Joree personally uses CBD to reduce her anxiety and migraines. She said she’s been taking anxiety medication since she was a preteen and after using CBD she no longer has to. Stephen said they use the topical salve on their children when their muscles are sore from playing sports.

“Everyone is different,” Stephen said. “There are some people that this doesn’t work for, but for us it’s been great.”

Joree and Stephen have three acres of hemp they grow in Southern Wisconsin. Once the hemp is harvested they work with a Madison doctor on creating a CBD formula to have what they consider a quality product.

Because there is so little regulation on who can make CBD, Joree and Stephen wanted to create a good tasting quality product.

“There are people making (stuff) in their basement and calling it CBD,” said Stephen. “It’s like the wild west out there and it’s unfortunate because it’s a great product.”

While the legal status of selling it still has some ambiguity, former state Attorney General Brad Schmiel advised in a May 2018 memo against law enforcement taking enforcement action against products made from industrial hemp, including CBD. Gov. Tony Evers proposed making medical marijuana legal in his first budget earlier this year, but Republican legislators have come out against the proposal and control both houses of the legislature.

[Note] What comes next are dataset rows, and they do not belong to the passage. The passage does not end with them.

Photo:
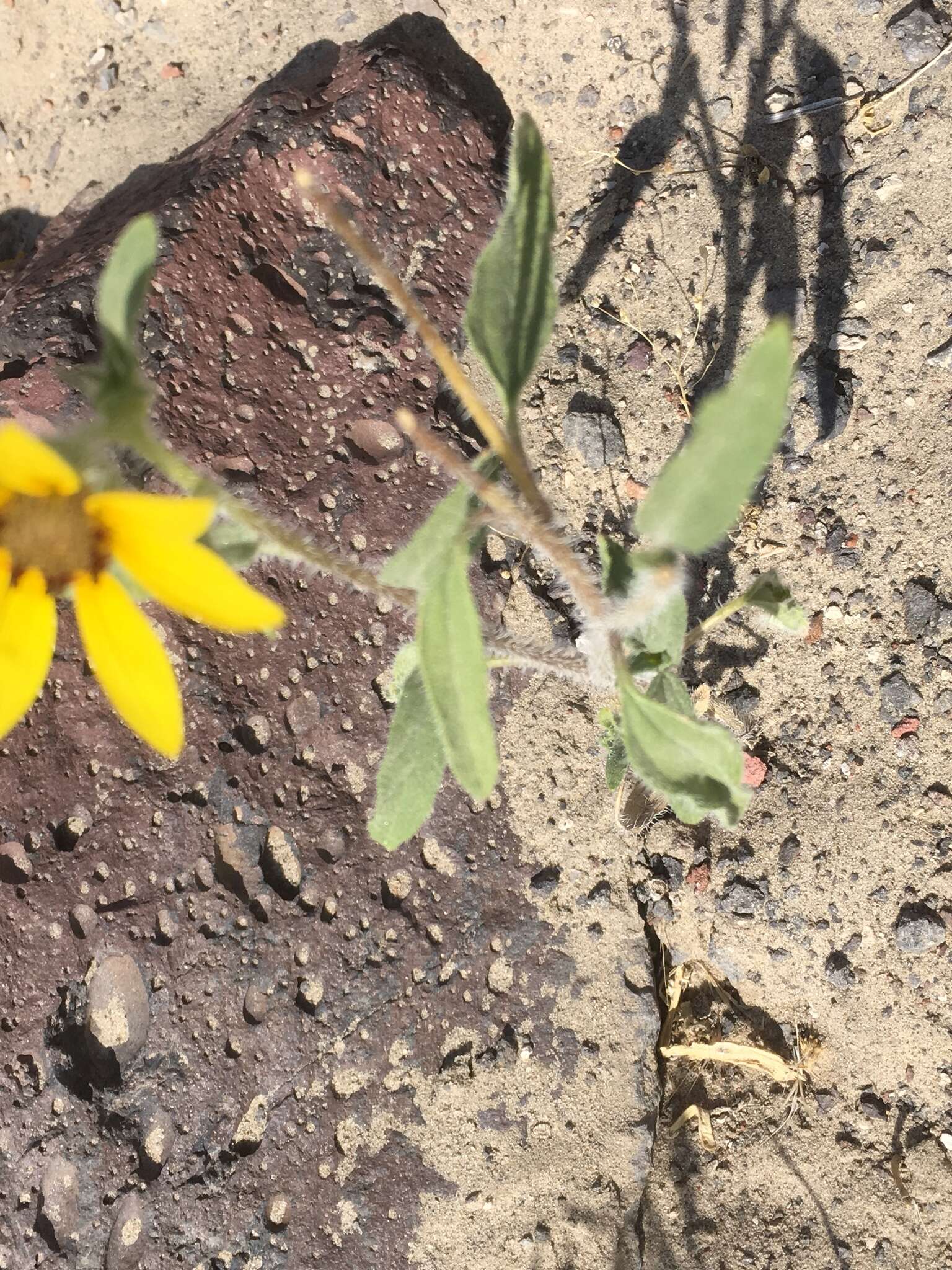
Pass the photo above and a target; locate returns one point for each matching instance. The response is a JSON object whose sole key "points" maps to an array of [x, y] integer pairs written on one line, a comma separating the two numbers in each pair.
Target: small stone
{"points": [[397, 888], [919, 36], [596, 436], [277, 1210], [252, 1127], [70, 830], [281, 864], [375, 440], [897, 698], [156, 1140], [167, 926], [205, 876], [15, 864], [83, 921], [919, 929], [941, 356], [720, 110], [254, 733], [839, 970], [919, 606], [117, 1013], [499, 977], [236, 863], [255, 1006], [754, 770], [59, 1203], [310, 993], [127, 1237]]}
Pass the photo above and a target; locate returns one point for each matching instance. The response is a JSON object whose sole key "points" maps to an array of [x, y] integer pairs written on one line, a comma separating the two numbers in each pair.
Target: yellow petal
{"points": [[196, 582], [27, 639], [130, 662], [126, 513], [30, 466]]}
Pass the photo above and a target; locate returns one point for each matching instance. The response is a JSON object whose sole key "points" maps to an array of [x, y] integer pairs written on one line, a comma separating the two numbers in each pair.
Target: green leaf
{"points": [[399, 672], [666, 629], [412, 770], [774, 598], [425, 556], [125, 281], [454, 667], [702, 489], [696, 766], [513, 303], [234, 543], [671, 691], [612, 741]]}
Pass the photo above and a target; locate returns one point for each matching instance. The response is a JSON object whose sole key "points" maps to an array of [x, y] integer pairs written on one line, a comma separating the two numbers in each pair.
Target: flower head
{"points": [[58, 536]]}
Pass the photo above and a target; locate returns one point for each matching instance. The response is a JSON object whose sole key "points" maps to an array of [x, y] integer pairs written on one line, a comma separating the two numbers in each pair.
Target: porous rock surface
{"points": [[474, 1081]]}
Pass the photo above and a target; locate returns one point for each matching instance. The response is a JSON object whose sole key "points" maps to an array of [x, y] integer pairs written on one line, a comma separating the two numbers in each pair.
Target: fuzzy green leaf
{"points": [[671, 691], [666, 629], [614, 744], [125, 281], [696, 766], [702, 489], [425, 556], [412, 770], [392, 680], [454, 666], [774, 598], [513, 301]]}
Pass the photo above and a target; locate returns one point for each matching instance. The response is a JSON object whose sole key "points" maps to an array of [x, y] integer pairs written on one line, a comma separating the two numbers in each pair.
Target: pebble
{"points": [[839, 969], [596, 436], [127, 1237], [897, 698], [83, 921], [117, 1011], [156, 1140], [499, 977], [167, 926], [59, 1203], [281, 864], [919, 36], [919, 606], [236, 863], [254, 733], [277, 1210], [941, 356], [255, 1006], [310, 993], [919, 929], [15, 864], [71, 828], [252, 1127], [397, 887], [375, 440]]}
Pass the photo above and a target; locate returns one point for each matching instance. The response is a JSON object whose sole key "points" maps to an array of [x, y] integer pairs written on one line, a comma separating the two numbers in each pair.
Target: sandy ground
{"points": [[828, 912]]}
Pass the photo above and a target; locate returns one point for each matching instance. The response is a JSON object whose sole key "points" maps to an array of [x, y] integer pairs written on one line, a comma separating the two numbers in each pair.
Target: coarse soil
{"points": [[483, 1088]]}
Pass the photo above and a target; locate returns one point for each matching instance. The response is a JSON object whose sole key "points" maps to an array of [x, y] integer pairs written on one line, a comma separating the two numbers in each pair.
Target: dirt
{"points": [[826, 915]]}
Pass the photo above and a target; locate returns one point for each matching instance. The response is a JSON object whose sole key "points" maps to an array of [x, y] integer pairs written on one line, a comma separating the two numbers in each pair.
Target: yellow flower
{"points": [[55, 534]]}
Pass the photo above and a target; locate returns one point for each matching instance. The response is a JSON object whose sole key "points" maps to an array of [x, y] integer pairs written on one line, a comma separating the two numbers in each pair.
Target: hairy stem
{"points": [[506, 446], [517, 517], [715, 619], [282, 541]]}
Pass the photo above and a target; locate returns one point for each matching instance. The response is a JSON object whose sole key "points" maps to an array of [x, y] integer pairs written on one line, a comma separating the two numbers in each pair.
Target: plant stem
{"points": [[508, 450], [715, 619], [287, 543], [522, 520]]}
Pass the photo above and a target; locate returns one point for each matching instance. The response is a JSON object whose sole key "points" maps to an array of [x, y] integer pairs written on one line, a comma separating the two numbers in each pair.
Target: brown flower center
{"points": [[54, 535]]}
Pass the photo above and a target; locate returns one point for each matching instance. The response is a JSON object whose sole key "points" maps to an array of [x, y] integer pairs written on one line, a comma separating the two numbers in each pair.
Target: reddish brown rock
{"points": [[266, 340]]}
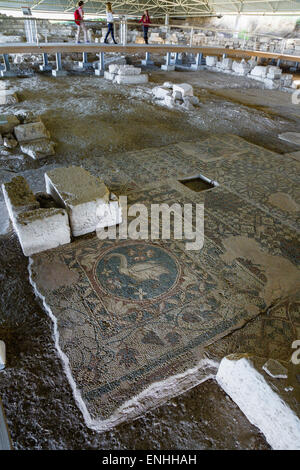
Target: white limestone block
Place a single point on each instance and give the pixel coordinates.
(287, 79)
(18, 197)
(241, 68)
(160, 92)
(131, 79)
(211, 61)
(129, 70)
(8, 97)
(8, 122)
(38, 148)
(109, 75)
(31, 131)
(184, 88)
(267, 405)
(82, 194)
(42, 229)
(227, 63)
(2, 355)
(272, 84)
(113, 68)
(259, 71)
(168, 85)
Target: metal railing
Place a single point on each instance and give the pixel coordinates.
(130, 32)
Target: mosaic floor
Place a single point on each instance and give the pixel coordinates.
(132, 313)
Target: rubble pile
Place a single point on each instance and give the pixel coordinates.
(76, 203)
(26, 132)
(272, 76)
(179, 96)
(125, 74)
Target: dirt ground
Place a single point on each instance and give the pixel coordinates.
(89, 116)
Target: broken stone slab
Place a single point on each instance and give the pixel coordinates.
(85, 197)
(127, 70)
(184, 88)
(259, 71)
(241, 68)
(268, 403)
(42, 229)
(18, 197)
(109, 75)
(113, 68)
(8, 97)
(38, 149)
(160, 92)
(292, 137)
(211, 61)
(227, 63)
(7, 123)
(2, 355)
(275, 369)
(131, 79)
(31, 131)
(10, 142)
(272, 84)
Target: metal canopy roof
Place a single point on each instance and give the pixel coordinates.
(183, 8)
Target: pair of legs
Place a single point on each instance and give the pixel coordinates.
(145, 30)
(110, 31)
(81, 27)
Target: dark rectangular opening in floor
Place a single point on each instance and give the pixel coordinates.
(198, 183)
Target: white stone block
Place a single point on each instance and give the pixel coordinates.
(131, 79)
(266, 403)
(8, 97)
(113, 68)
(109, 75)
(241, 68)
(42, 229)
(168, 85)
(259, 71)
(32, 131)
(272, 84)
(18, 197)
(2, 355)
(184, 88)
(82, 194)
(160, 92)
(8, 122)
(227, 64)
(128, 70)
(211, 61)
(38, 148)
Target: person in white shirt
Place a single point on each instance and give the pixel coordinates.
(78, 15)
(110, 23)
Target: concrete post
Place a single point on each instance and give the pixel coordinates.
(167, 66)
(7, 72)
(84, 64)
(198, 64)
(147, 60)
(99, 72)
(59, 72)
(46, 66)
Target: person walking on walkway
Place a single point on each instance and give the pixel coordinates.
(146, 21)
(110, 23)
(79, 20)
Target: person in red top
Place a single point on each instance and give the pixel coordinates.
(146, 21)
(78, 16)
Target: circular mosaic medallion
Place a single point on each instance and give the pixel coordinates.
(137, 271)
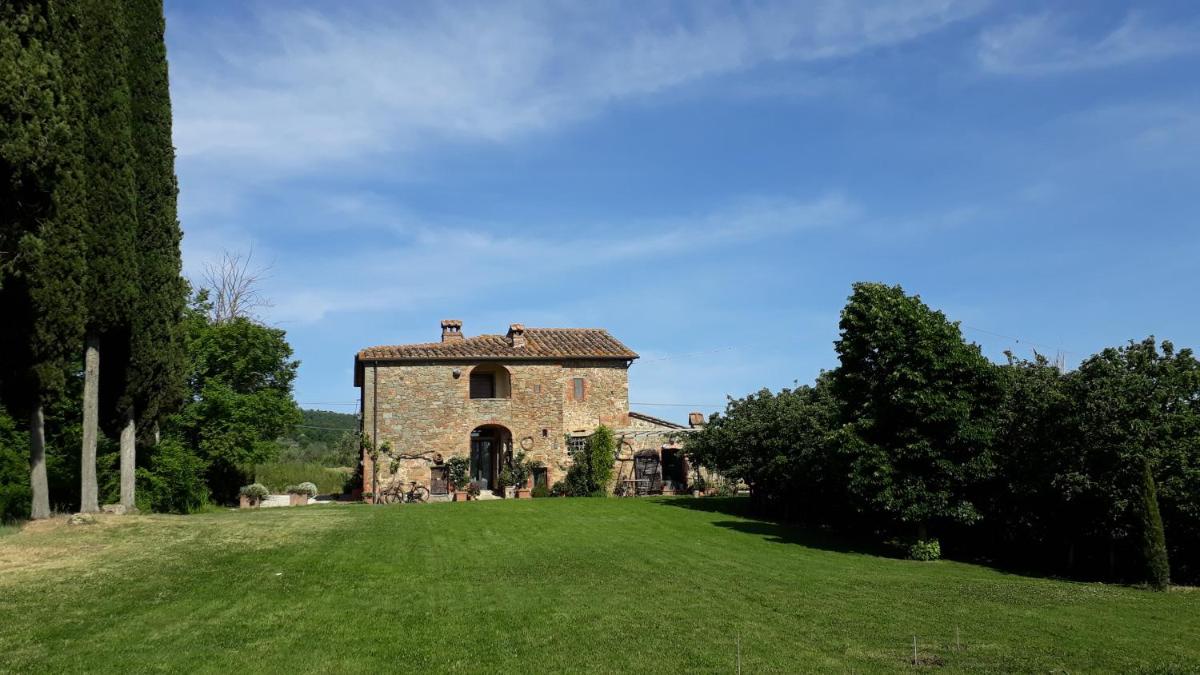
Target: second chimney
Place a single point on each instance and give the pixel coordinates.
(516, 336)
(451, 329)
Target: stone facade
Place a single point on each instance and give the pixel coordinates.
(424, 408)
(549, 386)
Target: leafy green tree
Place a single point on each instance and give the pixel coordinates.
(1134, 405)
(591, 470)
(109, 237)
(240, 395)
(917, 406)
(779, 446)
(1024, 503)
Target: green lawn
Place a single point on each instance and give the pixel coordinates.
(605, 585)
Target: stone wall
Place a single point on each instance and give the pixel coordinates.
(424, 408)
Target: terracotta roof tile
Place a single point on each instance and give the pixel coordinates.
(540, 344)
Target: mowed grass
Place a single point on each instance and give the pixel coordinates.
(601, 585)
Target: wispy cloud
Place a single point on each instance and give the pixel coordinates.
(423, 266)
(298, 91)
(1045, 45)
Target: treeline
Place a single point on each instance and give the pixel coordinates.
(916, 436)
(324, 437)
(97, 341)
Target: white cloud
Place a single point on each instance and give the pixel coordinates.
(421, 269)
(1043, 45)
(307, 91)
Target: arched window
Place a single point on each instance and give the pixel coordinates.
(490, 381)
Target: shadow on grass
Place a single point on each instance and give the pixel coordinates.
(873, 544)
(779, 532)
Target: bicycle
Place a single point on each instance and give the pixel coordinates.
(417, 494)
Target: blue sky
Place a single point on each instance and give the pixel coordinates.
(705, 180)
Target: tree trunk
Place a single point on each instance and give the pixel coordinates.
(37, 483)
(88, 490)
(129, 457)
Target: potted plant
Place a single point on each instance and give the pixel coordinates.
(525, 490)
(299, 495)
(507, 483)
(252, 495)
(457, 470)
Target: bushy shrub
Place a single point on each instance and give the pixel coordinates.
(457, 469)
(726, 488)
(305, 488)
(279, 476)
(592, 467)
(925, 550)
(255, 491)
(173, 482)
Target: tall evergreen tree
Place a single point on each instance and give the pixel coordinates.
(1153, 539)
(41, 215)
(111, 284)
(157, 363)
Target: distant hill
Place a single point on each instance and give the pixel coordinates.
(324, 436)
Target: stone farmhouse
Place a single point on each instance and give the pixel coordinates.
(541, 390)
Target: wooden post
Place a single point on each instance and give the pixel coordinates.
(129, 459)
(37, 483)
(88, 489)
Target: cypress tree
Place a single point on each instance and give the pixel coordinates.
(157, 365)
(1153, 538)
(111, 280)
(41, 214)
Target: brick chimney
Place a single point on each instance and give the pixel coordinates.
(451, 330)
(516, 335)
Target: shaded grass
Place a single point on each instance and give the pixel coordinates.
(603, 585)
(277, 476)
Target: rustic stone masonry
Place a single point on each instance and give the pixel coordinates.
(550, 384)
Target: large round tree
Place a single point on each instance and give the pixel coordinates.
(917, 408)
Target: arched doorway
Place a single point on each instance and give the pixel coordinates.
(491, 444)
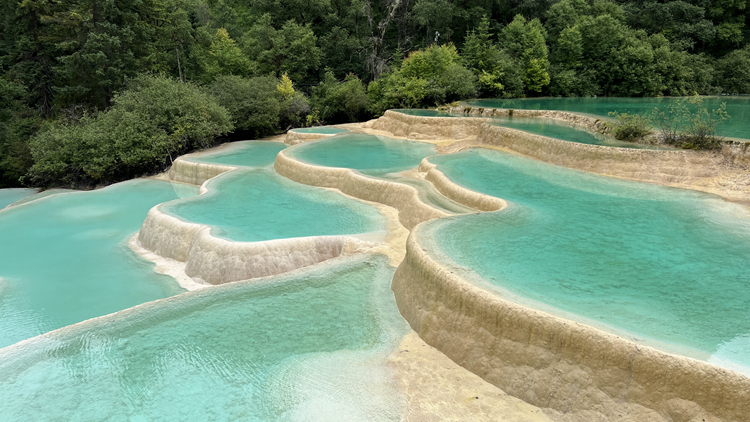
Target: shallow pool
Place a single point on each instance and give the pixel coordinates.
(256, 205)
(567, 132)
(323, 130)
(542, 126)
(738, 126)
(64, 258)
(370, 154)
(311, 347)
(9, 196)
(243, 153)
(663, 264)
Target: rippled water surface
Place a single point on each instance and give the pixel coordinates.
(541, 126)
(64, 258)
(738, 125)
(309, 347)
(325, 130)
(9, 196)
(373, 155)
(256, 205)
(664, 264)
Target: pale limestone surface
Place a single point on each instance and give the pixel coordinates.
(577, 370)
(188, 172)
(294, 138)
(681, 168)
(437, 389)
(573, 371)
(404, 198)
(458, 193)
(589, 122)
(192, 255)
(420, 128)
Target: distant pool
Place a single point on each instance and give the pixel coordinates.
(663, 264)
(542, 126)
(257, 205)
(372, 155)
(313, 346)
(323, 130)
(64, 258)
(738, 126)
(244, 153)
(9, 196)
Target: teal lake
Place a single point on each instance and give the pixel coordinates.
(257, 205)
(312, 346)
(662, 264)
(738, 125)
(64, 258)
(373, 155)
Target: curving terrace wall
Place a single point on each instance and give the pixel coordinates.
(589, 122)
(419, 127)
(216, 261)
(458, 193)
(551, 362)
(294, 138)
(186, 171)
(213, 260)
(679, 167)
(404, 198)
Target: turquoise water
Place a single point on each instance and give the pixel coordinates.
(324, 130)
(738, 126)
(425, 112)
(559, 130)
(373, 155)
(542, 126)
(64, 258)
(256, 205)
(244, 153)
(311, 347)
(9, 196)
(662, 264)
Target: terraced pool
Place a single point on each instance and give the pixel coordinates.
(244, 153)
(312, 346)
(738, 126)
(256, 205)
(369, 154)
(64, 258)
(661, 264)
(9, 196)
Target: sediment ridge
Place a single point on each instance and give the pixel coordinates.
(458, 193)
(418, 127)
(555, 363)
(592, 123)
(404, 198)
(207, 259)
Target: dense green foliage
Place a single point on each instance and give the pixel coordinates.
(66, 64)
(685, 124)
(689, 124)
(151, 123)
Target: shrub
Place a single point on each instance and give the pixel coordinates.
(689, 124)
(426, 78)
(253, 103)
(630, 127)
(338, 101)
(153, 121)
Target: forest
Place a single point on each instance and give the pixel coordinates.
(98, 91)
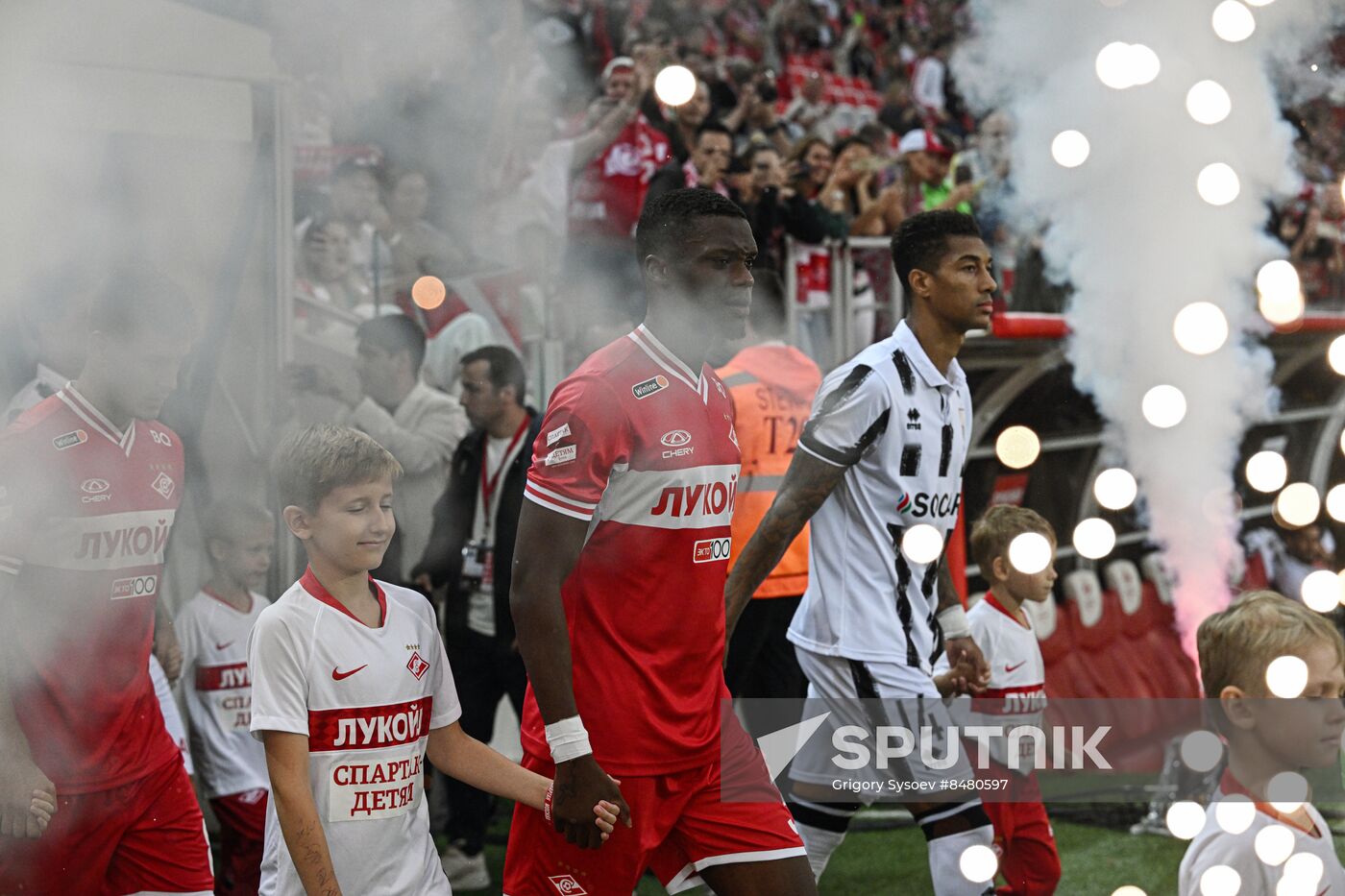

In the future, they hope to have educational seminars on CBD and the benefits. Soon they will offer a private seminar to service members, including police and firefighters, to help understand the difference between CBD and marijuana.

If customers have questions, the Ketelsens encourage people to come to the store. They spend anywhere from 10 minutes to more than one hour with customers, talking about CBD, lifestyles, symptoms and how they believe CBD can help.

“Usually people hear about CBD from a friend or relative, and they have a lot of questions,” said Stephen.